Wash on Monday
Iron on Tuesday
Sweep on Wednesday
Mend on Thursday
Clean on Friday
Bake on Saturday
Rest on Sunday
I came across this list the other day and it made me wonder if we’re really better off now than we were 100 years ago when that was written. When I was a child, the weeks still had a rhythm like the one above, though with minor changes. Because she had a washing machine, and we apparently had a lot more clothes than the composer of that list, Mama washed twice a week. She did a white wash on Monday and a dark wash on Wednesday. She ironed two days a week, too, putting the flat linens through the mangle on one day, and smoothing the blouses, shirts, trousers, and dresses with a flat iron the next. On those days, the kitchen smelled of pressed sunshine and starch.
Sweeping was an everyday occurrence. There were four of us kids plus a dog and a cat and we all left evidence behind us. A thorough house cleaning took two days, not one, omitting the mending day, which was fine with Mama. She hated sewing and the thought of spending a whole day with needle and thread would have sent her screaming into the wilderness. Twice a year - in the fall, and again just before the snow melted - the house would be turned upside down and inside out. We kids would be pressed into service, moving furniture, hauling rugs outside to be beaten with brooms, polishing the silver that otherwise stayed wrapped in a cloth waiting for company to come to dinner.
Saturday was just one more baking day in the week. There were always cookies or brownies or cupcakes waiting for us when we got home from school but Saturdays were reserved for bread-making. The dough would rise in the big yellow bowl on the open door of the gas oven and Saturday supper would be accompanied by thick slices of warm bread slathered with butter. Sunday mornings were a bustle to get the roast and the pie in the oven and all of us to church, but Sunday afternoons stretched themselves out like long naps.
Nowadays, my verse looks like this: Work on Monday. Work on Tuesday.

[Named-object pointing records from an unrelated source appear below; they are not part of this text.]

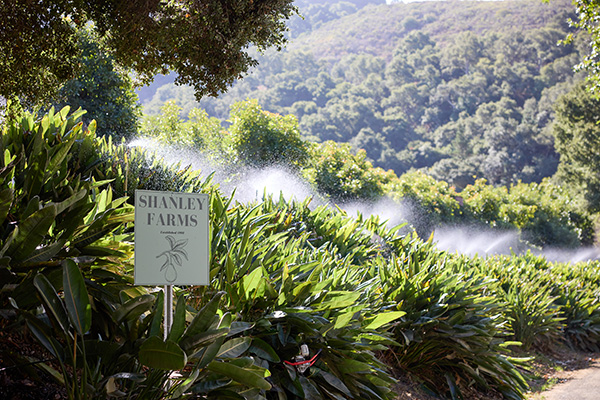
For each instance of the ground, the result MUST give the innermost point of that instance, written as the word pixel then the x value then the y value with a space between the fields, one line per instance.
pixel 29 382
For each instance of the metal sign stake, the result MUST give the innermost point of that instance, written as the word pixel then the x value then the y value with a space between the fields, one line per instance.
pixel 168 309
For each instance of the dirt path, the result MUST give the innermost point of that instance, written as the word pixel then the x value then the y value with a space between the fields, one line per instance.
pixel 582 384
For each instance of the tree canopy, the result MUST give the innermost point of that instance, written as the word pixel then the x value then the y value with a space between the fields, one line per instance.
pixel 205 42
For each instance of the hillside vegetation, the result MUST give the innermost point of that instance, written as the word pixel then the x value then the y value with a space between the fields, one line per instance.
pixel 462 90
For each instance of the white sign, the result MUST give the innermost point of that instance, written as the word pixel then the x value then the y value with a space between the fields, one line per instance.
pixel 171 238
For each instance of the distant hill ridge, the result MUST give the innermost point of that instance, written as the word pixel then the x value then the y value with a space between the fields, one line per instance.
pixel 377 29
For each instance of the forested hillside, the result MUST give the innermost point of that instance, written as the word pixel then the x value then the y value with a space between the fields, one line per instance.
pixel 459 89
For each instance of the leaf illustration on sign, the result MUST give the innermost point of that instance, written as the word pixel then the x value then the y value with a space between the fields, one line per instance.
pixel 174 257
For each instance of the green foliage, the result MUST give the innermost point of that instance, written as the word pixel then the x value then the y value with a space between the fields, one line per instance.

Work on Wednesday. Work on Thursday. Work on Friday. Chores on Saturday. Bake on Sunday. The pile of laundry is taller than I am, the breadbox is empty, the floor needs a good scrubbing, the grocery list is as long as my arm, and I can’t even find my iron.
Save me from progress! I am nostalgic for the old days when a verse could give order to the week and end with the wonderful word “rest.”